Première parution : L’Avenir, 26 septembre 2019
La première a créé l’événement sur Netflix, la seconde vient de chez nous et s’est fait remarquer en festivals. Voici deux créations très différentes à découvrir, sur un sujet crucial.
Marie dormait quand c’est arrivé. Elle a ouvert les yeux, et il était sur elle. Mais quand elle en parle elle a l’air ailleurs, alors les inspecteurs ont un doute. Ada dînait chez un ami. Elle ne s’est pas défendue, alors son entourage ne comprend pas. La première histoire vraie est tirée de Unbelievable, la série-événement de la rentrée sur Netflix. La deuxième vient du documentaire belge Sans Frapper. Tous deux nous posent la même question : c’est quoi une ‘bonne’ victime de viol ?
« La plupart des femmes dissocient pendant leur viol, donc quand elles racontent il n’y a aucune émotion. Alors que ce qu’on attend d’une bonne victime, c’est qu’elle pleure… » explique Alexe Poukine, la réalisatrice de ‘Sans Frapper’. Son film est né de la rencontre avec Ada. Transformée en texte, l’histoire d’Ada est racontée par des personnes face caméra. Certaines confient être irritées par l’affaire. « On se demande pourquoi elle y retourne, mais jamais pourquoi lui la viole. C’est toujours à la victime de se remettre en question. » Mais à force, l’empathie surgit. Et on comprend peu à peu que, de près ou de loin, c’est un sujet qui les concerne.
Un mec lambda
Un des points forts de ‘Sans Frapper’ c’est qu’il inclut aussi des récits de l’autre côté. « J’étais jeune et con » « J’étais défoncé » : personne n’a envie de se dire violeur, c’est un mot trop fort, un mot-choc, associé à un inconnu dans une ruelle. La réalité est beaucoup plus banale. « Quand j’ai vu le violeur d’Ada, je me suis dit, c’est la banalité du mal. » poursuit Poukine. « Il ressemblait à un mec lambda.

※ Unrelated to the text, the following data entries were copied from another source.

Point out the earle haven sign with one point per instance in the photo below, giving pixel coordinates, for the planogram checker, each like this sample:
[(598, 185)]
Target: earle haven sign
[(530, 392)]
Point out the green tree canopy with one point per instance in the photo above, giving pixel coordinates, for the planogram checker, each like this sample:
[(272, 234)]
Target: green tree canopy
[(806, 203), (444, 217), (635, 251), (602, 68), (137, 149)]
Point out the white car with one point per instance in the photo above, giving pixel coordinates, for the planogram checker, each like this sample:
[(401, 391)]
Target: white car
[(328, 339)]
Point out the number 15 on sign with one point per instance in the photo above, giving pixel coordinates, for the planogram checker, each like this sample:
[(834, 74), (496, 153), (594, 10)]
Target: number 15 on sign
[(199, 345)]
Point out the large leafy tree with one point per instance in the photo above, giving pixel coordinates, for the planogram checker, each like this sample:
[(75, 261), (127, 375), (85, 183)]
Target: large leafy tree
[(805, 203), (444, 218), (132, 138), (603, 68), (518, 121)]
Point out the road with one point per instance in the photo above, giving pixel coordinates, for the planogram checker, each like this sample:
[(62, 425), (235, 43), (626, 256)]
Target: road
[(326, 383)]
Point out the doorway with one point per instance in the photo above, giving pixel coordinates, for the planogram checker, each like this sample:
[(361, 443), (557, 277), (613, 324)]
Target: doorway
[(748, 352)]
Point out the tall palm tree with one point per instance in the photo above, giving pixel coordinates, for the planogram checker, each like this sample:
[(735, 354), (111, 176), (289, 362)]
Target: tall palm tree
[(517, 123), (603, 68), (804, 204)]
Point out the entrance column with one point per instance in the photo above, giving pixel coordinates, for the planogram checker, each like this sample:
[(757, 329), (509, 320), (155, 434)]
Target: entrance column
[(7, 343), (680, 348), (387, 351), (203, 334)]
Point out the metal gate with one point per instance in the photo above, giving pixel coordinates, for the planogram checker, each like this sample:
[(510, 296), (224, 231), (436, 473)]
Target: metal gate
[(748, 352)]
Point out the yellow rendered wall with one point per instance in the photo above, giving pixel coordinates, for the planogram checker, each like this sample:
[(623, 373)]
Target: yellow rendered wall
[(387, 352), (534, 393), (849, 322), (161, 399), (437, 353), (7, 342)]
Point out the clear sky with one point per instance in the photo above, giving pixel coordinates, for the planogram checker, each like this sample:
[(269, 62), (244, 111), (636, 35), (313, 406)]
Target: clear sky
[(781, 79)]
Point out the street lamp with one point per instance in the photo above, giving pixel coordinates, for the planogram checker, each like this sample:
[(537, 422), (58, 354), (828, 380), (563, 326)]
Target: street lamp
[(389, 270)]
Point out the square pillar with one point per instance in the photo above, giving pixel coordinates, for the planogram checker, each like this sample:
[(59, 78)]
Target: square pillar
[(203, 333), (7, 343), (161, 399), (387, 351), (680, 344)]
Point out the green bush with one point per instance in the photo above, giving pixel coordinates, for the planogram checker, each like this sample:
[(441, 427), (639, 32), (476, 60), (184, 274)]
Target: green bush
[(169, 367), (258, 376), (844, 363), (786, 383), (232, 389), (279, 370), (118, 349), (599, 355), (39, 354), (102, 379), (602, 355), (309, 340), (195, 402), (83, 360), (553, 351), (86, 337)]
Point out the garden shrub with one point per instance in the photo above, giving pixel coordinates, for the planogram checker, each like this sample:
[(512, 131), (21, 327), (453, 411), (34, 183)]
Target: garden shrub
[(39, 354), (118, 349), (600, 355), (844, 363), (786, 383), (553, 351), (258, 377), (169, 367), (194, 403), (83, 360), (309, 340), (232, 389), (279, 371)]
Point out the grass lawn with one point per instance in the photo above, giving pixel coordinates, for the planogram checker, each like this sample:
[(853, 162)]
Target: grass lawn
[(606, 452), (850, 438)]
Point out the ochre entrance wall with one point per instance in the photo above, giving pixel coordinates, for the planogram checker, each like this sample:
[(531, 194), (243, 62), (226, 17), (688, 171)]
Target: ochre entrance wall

On a toujours l’impression que ça va être une espèce de pervers » … Alors que dans 8 cas sur 10, les victimes connaissent leur violeur. Il suffit de voir l’émoi né cet été sur Twitter par l’hashtag #jeleconnaissais : des centaines de voix se sont élevées pour raconter leurs histoires ‘banales’. Des voix qui s’ajoutent à celles de Marie, d’Ada. Ou d’Aurore, Tiphaine ou Sophie, qui se livrent devant la caméra. « Je voulais brouiller les pistes entre l’histoire de Ada et les leurs. Il fallait qu’à un moment donné on se dise : en fait peu importe qui la raconte : c’est histoire de tous-tes. »
Sans frapper, documentaire d’Alexe Poukine. Durée : 1h22.
Unbelievable, série Netflix. Durée : 8 épisodes de 50 minutes.